It is known to measure operating parameters within a chip, insofar as temperature is concerned. For example, the Intel Pentium 4 Processor includes an on-die thermal diode, as described by Intel in the Data Sheet and the Thermal Design Guidelines for this chip. The Pentium 4 uses a dedicated off-chip connection for an analogue output signal which indicates temperature.
When the Pentium 4 thermal diode senses excessive temperature, a signal is made externally available by the off-chip connection. External circuitry then causes the system clock to be intermittently frozen. This decreases the average clock rate, which decreases the average power dissipation, which decreases the temperature.
This design has several significant disadvantages, among which is that each processor must be individually calibrated. Also, this analogue design requires fabrication of both analogue and digital devices on the same chip, using the same production line. This places extra requirements on process control, and may add extra processing costs.
Moreover, the Pentium 4 design does not enable software monitoring of temperature and does not enable software control of the response to the temperature measurement.

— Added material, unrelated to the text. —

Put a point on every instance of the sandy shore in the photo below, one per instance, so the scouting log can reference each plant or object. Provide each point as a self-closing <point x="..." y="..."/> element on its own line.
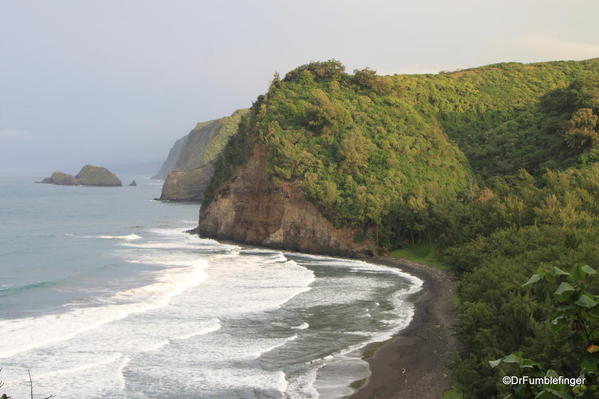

Further, the prior art is solely concerned with temperature when monitoring internal physical parameters. It is now apparent that monitoring of other internal physical parameters, such as power consumption, will also be necessary to advance the semiconductor art.
What is needed is a means for making measured operating parameters available to the system software so as to permit the system to respond in a manner with all the sophistication that software logic makes available. What is also needed is to use this software accessibility to eliminate the need for factory calibration and to eliminate the need for dedicated connections.